I'd just taken a photographic journey through a part of my sister's life I'd never thought to see, beginning with the first day she'd arrived in Ireland, to pictures of her at Trinity, to some of her laughing with classmates in pubs, and still more of her dancing with a crowd of friends. She'd been happy here. I'd flipped through them slowly, lovingly, touching my finger to the flush of color in her cheeks, tracing the sleek line of her long blonde hair, alternately laughing and trying not to cry as I got a glimpse of a world I'd never expected to see—of Alina alive in this crazy craic and monster-filled city. God, I missed her! Seeing her like this was a kick in the stomach! Looking at them, I felt her presence so strongly it was almost as if she were standing right behind me saying, I love you, Jr. I'm here with you. You can do this. I know you can.

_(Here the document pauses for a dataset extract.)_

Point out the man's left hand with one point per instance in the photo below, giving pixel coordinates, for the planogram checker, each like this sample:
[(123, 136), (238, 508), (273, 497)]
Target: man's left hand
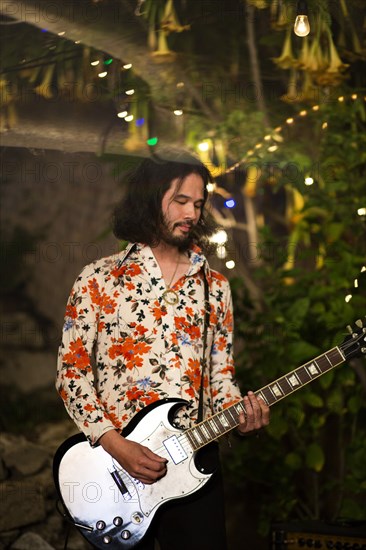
[(256, 417)]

Then the pictures changed, about four months after she arrived in Dublin, according to the dates on the photos. In the second packet of photos there were dozens of Alina alone, taken in and around the city, and it was obvious from the way she was looking at the person behind the camera that she was already deeply in love. Much as it chafed me to admit, the man behind the lens had taken the most beautiful pictures of my sister that I'd ever seen.

You want to believe in black and white, good and evil, heroes that are truly heroic, and villains that are just plain bad, but I've learned in the past year that things are rarely so simple. The good guys can do some truly awful things, and the bad guys can sometimes surprise the heck out of you.

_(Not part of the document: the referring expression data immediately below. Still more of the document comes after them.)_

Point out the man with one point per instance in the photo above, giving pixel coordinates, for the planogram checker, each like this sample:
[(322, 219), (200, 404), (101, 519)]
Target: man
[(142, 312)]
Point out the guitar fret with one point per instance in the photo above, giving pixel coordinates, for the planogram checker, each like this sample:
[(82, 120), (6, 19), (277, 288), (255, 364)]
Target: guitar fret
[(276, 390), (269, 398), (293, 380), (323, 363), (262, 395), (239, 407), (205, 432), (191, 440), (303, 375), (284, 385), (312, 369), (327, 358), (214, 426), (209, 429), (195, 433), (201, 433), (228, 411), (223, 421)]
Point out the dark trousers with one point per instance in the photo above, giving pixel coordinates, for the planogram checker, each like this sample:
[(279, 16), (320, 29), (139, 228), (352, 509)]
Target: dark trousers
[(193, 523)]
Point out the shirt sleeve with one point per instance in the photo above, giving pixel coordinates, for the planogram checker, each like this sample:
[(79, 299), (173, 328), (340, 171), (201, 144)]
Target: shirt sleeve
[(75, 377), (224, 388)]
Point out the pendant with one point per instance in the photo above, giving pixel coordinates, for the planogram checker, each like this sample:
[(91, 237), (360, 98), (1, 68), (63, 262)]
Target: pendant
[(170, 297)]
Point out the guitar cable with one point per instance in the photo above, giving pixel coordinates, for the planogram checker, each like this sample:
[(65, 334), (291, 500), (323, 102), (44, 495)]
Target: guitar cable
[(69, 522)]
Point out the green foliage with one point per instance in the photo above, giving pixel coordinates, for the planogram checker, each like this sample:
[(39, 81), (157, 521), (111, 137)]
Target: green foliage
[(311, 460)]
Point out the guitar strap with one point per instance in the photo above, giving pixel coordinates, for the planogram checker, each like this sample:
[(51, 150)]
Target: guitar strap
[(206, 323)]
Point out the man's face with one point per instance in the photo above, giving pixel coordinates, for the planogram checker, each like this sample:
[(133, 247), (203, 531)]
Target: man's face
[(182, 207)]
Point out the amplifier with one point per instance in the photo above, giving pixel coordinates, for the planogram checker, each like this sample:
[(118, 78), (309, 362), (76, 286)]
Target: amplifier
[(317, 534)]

This bad guy had seen and captured the very best in my sister. Not just her beauty, but that unique inner light that defined her.

Right before he'd extinguished it.

I found it impossible to understand that no one had been able to describe him to me. He and my sister must have turned heads all over the city, yet no one had even been able to tell me what color his hair was.

It was shimmering copper, streaked with gold, and it fell to his waist. Now, how could people not remember that? He was taller than Barrons and beneath his expensive clothing was the kind of body a man only got from weight lifting and intense self-discipline. He looked to be somewhere around thirty, but could easily have been younger or older; there was a timelessness about him. His skin was tanned gold and smooth. Though he was smiling, his strange copper eyes held the arrogance and entitlement of aristocracy. Now I understood why he'd furnished his home with the extravagant opulence of the Sun King who'd built the palace at Versailles—it fit him like a glove. I wouldn't have been at all surprised to learn he was the king of one of those small foreign countries few people ever heard of. The only thing that marred his perfection was a long scar running down his left cheek, from cheekbone to the corner of his mouth, and it didn't really mar him at all. It only made him more intriguing.